All this occurred away from Grand Goâve. Locally there was very little aggravation. There were tires burnt and we saw the aftermath of a road block but at no time did we feel threatened or unsafe.
On Saturday (11th) things had settled down and we know people from Grand Goâve made it into Port-au-Prince, for shopping and others made it to the airport too.
|Left over barricade in Grand Goave|
On Monday we took the water filters to the school construction site; they were very well received.
On Tuesday I built a table specifically for the water filters. We took it down to the site on Thursday and it has been equally well received.
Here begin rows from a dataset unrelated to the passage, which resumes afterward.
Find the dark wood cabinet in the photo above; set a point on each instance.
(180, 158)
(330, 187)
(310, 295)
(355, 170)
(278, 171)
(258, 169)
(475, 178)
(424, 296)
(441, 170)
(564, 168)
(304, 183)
We are hoping that the interest will be peaked and perhaps we may do a shopping trip to Jacmel and get some more for the residents of Grand Goâve.
|The table, with one filter bucket in use|
|This is the Nan Ti So (a.k.a Kay Luseis) pump|
Tuesday was a WASH day! (Water And Health Sanitation) Not only did we install the Indian pump we also had an offer for Jeanson to attend a one day seminar/training on pump rehabilitation, run by Edge Ministries http://www.edgeoutreach.com/ . The comments back, after the training were “Rick and Lynn had glowing things to say about Jeanson." It is really great to see the Lord open doors and to see what happens when we accept the chance to step through the door.
Also on Tuesday I finally completed the inverter at the Volunteer house. Having wired it all up I attached the final battery terminal to the inverter – there was a big spark, the controller started to beep – the error light flashed and went solid red (not good). I gritted my teeth and tighten the last bolt. All went quiet and the machine settled down and the error light went off. I switched over the breaker switch and it all worked! I ran the generator to charge the batteries that had been at the house since August – they charged, fully in less than 15 minutes.
Tuesday night and Wednesday Port-au-Prince had the riots. We were meant to be meeting up with Steve and Garth, from BMS. We were in contact via skype and e-mail with them as well as talking to our local colleagues that lived between here and Port – it was a “No Go!” situation. Thursday was the same and Steve and Garth made plans to return to the UK by an alternative route. We truly hope to see them, here, next year.
As our plans had been turned upside down we were able to use the time to clear through some correspondence and administration. The depot, at the staff house has been cleaned up, and we have tidied up the guest rooms after their doors were completed and the window screens needed some edge work on them, to seal the screens well.
This weekend Brenda and I worked on the doors and some wall painting too. Jenny joined us with the varnishing, on Sunday afternoon. This task seems a long way from completion but the back door, now complete, looks grand. Hopefully we will be as pleased with all the doors, one day.